そして最上をチラリと伺う。
「葉月…」
「分かってるよねー? 自分のすべき事」
水鏡の笑顔が優しい。胸の奥にバラバラだった高凪中サッカー部の情景が浮かび上がっては嘲笑っているようだった。
チームは一人の人間が動作する如く、連動して戦うものだ。その仲間が二人もいるチーム。今まで無かったものがあるチーム。
この高鳴りは不安なのか? 高凪中のチームメイトに裏切られた? 今動かねば見捨てるのはお前だ最上! そんな思いが逆巻く。
“葉月は応援してくれているのか!”
最上はゆっくりとレガースを手に取った。
「むー…帰る前にぃー観戦んんんー」
藤堂がバッグの無い方の手を握って頭上に翳し、元気良く背伸びをする。そして余す事の無い笑みを浮かべると、七海も笑った。
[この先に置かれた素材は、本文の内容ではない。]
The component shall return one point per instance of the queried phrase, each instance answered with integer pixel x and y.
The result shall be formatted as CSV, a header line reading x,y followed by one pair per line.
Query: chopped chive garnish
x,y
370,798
私立鳳凰高校は、正門を下にして逆コの字型校舎、その右に体育館や武道場があり、そして正門から見てそれら建物の向こう側に総合グラウンドがある。サッカー場、野球場はまた更に奥で、総合グラウンドの縁、その土手下に、テニスコートとハンドボールコートを間に挟み、左に野球場、右にサッカー場だった。因みに競泳用プールは体育館の右にある。
サッカー部の新歓試合は毎年人気イベントで、しかも昨年は、司令塔吉沢の鮮やかなドリブルが見られるという理由で、生徒も教師も総合グラウンドの縁から土手下のサッカー場を見下ろして観戦していたという。
今年は更に増えていた。
「ありゃ、あれ先生だ」
グラウンドに立った御柳はウォームアップしながら、土手の上に担任の姿を見つけた。
「凄いなこれは」岩見が御柳とやや背中合わせに呟く。
「全国の時はこんなもんじゃなかったけどな」御柳は言った。そして、何を見つけたのか、突然喉を鳴らして笑い出した。
「クックック…当然だろう! 最上!!」
振り向く岩見も
「来たか…」
してやったりという顔を合わせて、喜び合う。
「思い出させてやるぞ最上隆之! この熱気を。お前には失えないものがあるという事だ!」
岩見の大げさな冗談に、二人は腹を抱えてゲラゲラと笑った。